Indeed, the virologists, including Marycelin Baba recently expressed concern that there was a high risk of community transmission of Omicron variant of COVID-19 in the country. It has however, advised the Nigeria Centre for Disease Control (NCDC) to place less emphasis on contact tracing but more on the preventive measure of mass vaccination of the citizens.

They have called on the federal government to increase the vaccination rate, with the aim to prevent more mutations. According to Baba: “Engaging in contact tracing a week after the samples were taken is a futile adventure and simply a waste of time. Contact tracing has never been effective. Do you know the number of places the person has been to? The variant is already in circulation and there is a high risk of community infections but how will we even know when we do not even engage in community testing?” Well said, one would add.

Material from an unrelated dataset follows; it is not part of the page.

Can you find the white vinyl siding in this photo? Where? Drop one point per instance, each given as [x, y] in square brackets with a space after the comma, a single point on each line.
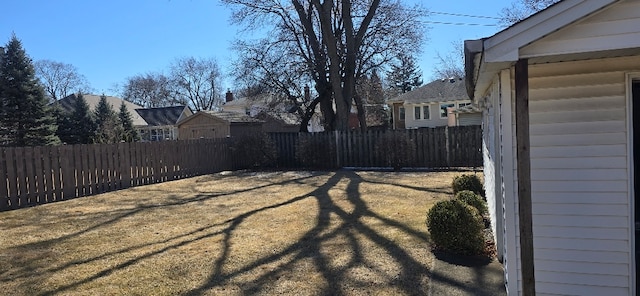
[616, 27]
[580, 177]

Furthermore, Nigerians have to come to the hard fact and bow to swallow the bitter pill that coronavirus is not going to go away with a wave of the hand anytime soon. If it has mutated from the 2019-nCoV to the Delta variant and currently the Omicron variant in less than two years, stranger ones may still be on their way. Ours is to play our part by wearing the nose masks, washing our hands regularly with soap and maintaining the policy of social distancing. It is for our own good.